クリスティアーネ・レーア 宙をつつむ

開催概要

会期
2015年04月05日 〜 2015年08月31日
会場
ヴァンジ彫刻庭園美術館 (静岡県長泉町東野クレマチスの丘347-1)
ジャンル
アート
タグ
デッサン・ドローイング、立体

開催内容

ドイツとイタリアで活躍するクリスティアーネ・レーアの国内の美術館では初となる展覧会を開催いたします。レーアは自然から採取してきたタンポポやアザミなど、身近な植物の茎や種子、また馬の毛を素材にし、その特性を活かしたかたちを作りあげていきます。はかなく細やかな生命の欠片たちが、作家の手作業によって一つ一つ丁寧に組み合わせられた作品は、その小ささの中に普遍的な美しさを感じとることができます。「空間に生成されるかたち」という彫刻だけでなく平面の作品にも共通するレーアの主要な問題から、かたちは素材の内的な構造に従いながら作られていき、とても軽やかで繊細でありながらも、建築物のような確かな安定を備えています。作家の身体性と精神が深く根ざしたそれらの作品に対峙するとき、私たちは世界がもつ豊かさに気づくことでしょう。

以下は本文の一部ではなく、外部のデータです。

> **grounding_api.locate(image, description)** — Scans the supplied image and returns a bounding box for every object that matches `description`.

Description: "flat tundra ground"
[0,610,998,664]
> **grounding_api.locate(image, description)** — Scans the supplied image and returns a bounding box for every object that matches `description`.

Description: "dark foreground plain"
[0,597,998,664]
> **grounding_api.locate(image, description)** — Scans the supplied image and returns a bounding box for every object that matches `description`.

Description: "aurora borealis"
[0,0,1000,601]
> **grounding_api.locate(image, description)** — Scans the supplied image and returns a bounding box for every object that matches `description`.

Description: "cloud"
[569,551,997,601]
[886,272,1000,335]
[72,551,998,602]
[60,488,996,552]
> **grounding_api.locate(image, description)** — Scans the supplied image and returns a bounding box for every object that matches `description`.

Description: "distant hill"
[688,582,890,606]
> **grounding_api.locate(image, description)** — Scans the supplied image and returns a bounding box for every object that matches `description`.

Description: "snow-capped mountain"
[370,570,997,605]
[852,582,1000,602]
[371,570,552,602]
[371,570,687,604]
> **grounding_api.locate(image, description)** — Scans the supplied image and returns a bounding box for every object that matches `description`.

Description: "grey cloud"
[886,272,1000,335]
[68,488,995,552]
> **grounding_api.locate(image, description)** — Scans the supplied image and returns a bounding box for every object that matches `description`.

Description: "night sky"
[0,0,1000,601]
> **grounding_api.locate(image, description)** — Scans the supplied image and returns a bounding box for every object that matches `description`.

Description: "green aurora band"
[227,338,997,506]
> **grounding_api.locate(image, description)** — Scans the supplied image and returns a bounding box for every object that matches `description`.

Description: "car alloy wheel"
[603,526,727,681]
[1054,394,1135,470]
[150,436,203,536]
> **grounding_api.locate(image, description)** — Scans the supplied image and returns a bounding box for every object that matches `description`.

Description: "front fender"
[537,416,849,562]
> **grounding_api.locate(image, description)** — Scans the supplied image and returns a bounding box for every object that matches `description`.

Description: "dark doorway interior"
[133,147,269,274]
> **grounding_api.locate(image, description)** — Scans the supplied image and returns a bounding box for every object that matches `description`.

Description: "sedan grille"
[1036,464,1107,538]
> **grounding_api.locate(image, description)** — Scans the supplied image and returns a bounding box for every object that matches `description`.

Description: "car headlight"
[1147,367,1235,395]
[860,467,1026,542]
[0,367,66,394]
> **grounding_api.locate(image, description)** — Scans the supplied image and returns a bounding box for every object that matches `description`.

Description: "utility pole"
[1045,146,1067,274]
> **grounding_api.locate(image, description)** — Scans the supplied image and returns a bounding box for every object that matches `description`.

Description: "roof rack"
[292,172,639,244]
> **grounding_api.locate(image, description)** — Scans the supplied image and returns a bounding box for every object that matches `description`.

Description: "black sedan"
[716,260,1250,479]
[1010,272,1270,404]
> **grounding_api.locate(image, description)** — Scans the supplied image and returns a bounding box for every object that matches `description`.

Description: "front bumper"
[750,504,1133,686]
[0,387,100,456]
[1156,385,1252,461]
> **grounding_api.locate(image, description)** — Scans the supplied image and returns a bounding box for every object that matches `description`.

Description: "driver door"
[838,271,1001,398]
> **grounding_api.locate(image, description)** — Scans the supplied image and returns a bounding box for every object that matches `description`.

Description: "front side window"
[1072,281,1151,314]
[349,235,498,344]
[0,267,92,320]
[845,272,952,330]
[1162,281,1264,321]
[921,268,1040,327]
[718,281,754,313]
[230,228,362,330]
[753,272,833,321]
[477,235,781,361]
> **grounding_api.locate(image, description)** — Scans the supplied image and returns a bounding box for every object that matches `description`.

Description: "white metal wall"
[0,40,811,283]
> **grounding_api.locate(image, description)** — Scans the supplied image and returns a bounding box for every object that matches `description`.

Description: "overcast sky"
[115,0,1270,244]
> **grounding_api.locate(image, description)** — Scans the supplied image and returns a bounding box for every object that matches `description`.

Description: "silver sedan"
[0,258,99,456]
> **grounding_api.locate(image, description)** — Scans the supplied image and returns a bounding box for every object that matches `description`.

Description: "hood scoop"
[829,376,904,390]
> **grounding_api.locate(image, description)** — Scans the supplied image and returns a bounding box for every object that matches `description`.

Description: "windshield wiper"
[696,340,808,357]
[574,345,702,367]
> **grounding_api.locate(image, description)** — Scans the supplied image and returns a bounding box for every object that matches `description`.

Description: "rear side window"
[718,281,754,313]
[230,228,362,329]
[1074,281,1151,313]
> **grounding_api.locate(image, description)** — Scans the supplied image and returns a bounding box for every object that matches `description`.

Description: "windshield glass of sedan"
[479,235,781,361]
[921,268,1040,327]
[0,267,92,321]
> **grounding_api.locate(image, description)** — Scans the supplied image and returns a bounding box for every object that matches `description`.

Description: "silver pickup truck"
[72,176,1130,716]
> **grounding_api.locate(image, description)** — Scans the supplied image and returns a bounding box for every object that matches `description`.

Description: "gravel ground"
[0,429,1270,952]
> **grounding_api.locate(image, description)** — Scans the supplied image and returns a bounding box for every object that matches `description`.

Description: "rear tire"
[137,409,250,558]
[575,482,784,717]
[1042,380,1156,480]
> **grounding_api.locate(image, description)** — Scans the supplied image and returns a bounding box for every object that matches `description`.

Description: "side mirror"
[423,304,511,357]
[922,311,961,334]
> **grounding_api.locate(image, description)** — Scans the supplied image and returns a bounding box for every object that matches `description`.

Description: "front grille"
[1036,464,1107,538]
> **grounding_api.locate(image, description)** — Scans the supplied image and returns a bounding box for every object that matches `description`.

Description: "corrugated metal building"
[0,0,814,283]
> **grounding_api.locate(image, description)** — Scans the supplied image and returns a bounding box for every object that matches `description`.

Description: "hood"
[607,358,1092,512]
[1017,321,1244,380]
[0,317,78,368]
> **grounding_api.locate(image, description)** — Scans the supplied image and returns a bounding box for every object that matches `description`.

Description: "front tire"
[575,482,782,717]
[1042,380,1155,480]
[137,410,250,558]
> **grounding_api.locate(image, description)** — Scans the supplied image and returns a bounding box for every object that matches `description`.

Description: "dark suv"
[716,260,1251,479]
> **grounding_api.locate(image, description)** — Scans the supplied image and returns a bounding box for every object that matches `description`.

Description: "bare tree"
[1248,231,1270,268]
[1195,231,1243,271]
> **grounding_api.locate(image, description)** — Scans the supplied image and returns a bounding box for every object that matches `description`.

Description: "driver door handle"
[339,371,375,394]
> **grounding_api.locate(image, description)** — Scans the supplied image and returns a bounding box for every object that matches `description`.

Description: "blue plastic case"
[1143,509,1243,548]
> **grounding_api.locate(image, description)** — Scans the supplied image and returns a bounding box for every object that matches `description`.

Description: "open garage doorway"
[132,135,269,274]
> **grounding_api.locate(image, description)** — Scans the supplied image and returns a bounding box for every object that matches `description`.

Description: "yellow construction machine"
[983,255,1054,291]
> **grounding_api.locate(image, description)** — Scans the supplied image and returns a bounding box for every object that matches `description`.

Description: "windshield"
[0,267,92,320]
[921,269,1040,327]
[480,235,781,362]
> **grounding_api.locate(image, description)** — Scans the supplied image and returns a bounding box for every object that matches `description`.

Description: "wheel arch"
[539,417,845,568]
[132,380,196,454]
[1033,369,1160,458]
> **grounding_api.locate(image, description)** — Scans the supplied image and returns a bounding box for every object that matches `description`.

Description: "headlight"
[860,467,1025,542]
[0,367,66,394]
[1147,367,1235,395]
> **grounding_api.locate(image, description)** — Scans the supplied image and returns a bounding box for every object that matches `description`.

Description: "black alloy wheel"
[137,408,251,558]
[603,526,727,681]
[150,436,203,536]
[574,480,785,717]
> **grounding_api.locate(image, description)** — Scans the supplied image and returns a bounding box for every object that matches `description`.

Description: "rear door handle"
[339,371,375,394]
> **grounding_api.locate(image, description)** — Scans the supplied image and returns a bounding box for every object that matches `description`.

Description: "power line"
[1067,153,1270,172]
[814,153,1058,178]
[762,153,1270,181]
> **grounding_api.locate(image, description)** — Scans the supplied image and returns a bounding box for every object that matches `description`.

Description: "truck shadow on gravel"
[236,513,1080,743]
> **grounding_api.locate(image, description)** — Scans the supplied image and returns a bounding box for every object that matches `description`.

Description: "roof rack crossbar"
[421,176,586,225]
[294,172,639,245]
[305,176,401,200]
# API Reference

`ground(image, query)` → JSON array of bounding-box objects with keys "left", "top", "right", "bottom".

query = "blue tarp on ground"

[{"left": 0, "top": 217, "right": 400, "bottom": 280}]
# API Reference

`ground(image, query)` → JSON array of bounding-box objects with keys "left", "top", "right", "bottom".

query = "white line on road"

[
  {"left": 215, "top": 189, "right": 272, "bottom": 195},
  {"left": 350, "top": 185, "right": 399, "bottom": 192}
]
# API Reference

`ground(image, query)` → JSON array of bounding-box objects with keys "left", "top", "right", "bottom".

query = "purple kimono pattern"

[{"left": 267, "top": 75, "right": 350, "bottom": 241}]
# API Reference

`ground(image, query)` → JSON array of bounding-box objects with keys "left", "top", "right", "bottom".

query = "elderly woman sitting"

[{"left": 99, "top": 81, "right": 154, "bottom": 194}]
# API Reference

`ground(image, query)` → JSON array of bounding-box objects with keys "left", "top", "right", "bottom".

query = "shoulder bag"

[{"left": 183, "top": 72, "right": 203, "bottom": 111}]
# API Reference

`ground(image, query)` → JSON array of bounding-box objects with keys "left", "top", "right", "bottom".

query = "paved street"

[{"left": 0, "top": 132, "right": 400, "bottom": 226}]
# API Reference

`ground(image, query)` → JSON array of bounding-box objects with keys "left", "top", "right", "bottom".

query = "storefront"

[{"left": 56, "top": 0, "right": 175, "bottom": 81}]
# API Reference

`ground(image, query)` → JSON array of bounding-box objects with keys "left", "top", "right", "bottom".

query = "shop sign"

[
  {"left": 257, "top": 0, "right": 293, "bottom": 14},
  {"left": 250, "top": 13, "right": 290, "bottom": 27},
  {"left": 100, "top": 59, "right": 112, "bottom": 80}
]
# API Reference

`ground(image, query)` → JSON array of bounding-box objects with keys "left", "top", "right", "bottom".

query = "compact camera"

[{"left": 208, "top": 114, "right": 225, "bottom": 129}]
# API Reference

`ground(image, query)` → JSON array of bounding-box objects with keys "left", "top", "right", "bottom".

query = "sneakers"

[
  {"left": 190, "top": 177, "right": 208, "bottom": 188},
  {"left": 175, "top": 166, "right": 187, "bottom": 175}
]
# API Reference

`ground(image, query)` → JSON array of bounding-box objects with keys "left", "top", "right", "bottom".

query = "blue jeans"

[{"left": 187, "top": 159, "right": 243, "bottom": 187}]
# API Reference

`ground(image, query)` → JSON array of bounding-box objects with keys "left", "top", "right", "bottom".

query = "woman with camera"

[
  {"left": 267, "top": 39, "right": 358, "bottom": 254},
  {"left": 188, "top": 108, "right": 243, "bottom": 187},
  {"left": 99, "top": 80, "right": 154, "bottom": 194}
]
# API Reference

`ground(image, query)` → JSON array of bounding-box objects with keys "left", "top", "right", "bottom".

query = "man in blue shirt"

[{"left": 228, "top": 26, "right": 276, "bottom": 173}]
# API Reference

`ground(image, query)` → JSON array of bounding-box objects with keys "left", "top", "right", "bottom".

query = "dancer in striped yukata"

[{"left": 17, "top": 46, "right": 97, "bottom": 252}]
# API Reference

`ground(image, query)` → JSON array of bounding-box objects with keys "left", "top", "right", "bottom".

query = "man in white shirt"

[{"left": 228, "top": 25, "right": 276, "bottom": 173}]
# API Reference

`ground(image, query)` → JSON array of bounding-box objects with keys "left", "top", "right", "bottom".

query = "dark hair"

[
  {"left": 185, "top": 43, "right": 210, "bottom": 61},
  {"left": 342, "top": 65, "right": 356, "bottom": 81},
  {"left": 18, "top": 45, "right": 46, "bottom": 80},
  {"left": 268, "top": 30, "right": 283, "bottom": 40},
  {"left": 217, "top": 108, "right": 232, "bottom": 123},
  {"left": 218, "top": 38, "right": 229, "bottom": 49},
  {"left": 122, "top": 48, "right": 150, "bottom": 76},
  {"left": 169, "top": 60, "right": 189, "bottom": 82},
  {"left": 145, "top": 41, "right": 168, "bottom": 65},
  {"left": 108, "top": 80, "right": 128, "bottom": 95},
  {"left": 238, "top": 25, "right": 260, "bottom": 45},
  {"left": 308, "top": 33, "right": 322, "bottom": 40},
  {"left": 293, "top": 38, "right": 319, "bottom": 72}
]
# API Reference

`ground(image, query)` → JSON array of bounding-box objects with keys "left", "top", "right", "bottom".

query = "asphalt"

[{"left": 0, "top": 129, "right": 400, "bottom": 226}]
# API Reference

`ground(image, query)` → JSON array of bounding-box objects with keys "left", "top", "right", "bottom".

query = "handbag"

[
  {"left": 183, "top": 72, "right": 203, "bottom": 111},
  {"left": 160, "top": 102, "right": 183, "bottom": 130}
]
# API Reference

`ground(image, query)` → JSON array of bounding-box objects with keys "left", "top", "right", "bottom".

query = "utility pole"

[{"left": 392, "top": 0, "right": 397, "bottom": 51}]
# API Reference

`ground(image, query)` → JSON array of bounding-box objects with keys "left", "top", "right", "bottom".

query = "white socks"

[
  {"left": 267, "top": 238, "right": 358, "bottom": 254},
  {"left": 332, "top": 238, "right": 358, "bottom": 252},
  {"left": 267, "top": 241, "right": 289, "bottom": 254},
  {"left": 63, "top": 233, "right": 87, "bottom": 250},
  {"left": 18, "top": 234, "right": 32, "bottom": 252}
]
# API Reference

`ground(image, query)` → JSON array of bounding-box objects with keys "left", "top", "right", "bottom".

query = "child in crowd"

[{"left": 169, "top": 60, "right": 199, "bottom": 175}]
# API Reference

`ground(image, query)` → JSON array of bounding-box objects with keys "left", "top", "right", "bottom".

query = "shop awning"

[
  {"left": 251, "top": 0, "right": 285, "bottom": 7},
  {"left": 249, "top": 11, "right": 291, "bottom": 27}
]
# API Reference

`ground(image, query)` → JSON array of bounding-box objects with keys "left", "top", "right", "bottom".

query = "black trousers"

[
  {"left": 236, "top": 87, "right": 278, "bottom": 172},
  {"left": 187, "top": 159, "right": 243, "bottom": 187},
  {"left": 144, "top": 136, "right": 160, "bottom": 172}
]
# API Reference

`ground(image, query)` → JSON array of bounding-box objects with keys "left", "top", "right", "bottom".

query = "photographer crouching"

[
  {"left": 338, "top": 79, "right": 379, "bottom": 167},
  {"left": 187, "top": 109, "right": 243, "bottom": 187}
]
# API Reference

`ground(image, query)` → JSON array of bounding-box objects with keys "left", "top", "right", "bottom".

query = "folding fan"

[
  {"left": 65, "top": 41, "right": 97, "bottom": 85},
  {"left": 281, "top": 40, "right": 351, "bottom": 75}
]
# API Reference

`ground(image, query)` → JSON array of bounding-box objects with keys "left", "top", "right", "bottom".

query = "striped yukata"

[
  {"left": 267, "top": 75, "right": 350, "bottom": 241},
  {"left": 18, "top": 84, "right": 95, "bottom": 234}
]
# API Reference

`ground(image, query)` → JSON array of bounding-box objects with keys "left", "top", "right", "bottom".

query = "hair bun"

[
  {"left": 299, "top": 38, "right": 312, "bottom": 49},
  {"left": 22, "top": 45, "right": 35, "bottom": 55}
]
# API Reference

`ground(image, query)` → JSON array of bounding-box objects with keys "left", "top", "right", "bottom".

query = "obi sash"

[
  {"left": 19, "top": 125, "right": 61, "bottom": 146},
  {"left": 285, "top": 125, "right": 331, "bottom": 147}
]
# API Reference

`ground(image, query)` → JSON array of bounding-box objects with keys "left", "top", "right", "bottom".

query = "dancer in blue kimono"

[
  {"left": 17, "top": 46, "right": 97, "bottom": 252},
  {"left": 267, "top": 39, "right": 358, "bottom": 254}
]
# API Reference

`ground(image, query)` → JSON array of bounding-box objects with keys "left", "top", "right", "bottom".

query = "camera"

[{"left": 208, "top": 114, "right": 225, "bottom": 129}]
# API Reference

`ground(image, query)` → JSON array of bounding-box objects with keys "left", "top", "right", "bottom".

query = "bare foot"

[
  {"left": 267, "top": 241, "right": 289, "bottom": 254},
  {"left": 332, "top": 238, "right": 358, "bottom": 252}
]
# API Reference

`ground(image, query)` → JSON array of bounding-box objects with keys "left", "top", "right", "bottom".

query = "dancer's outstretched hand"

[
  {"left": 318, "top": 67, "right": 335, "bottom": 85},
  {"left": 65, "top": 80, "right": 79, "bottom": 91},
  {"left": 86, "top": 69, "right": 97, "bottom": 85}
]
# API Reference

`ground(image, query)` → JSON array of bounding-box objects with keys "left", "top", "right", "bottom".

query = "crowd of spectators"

本展では、美術館の開放的な空間に広がる彫刻とドローイング作品がご覧いただけます。人と自然、そして環境や物質との関係が問題となり1960年代に起こったアルテ・ポーヴェラやミニマル・アートに影響を受け、幼少期の体験から慣れ親しんだ自然の中に作品の萌芽を見つめるクリスティアーネ・レーア。自然との直接の触れあいから生み出されてきた数々の作品によって、現代に生きる私たちと世界のつながりが、今あらためて問いかけられます。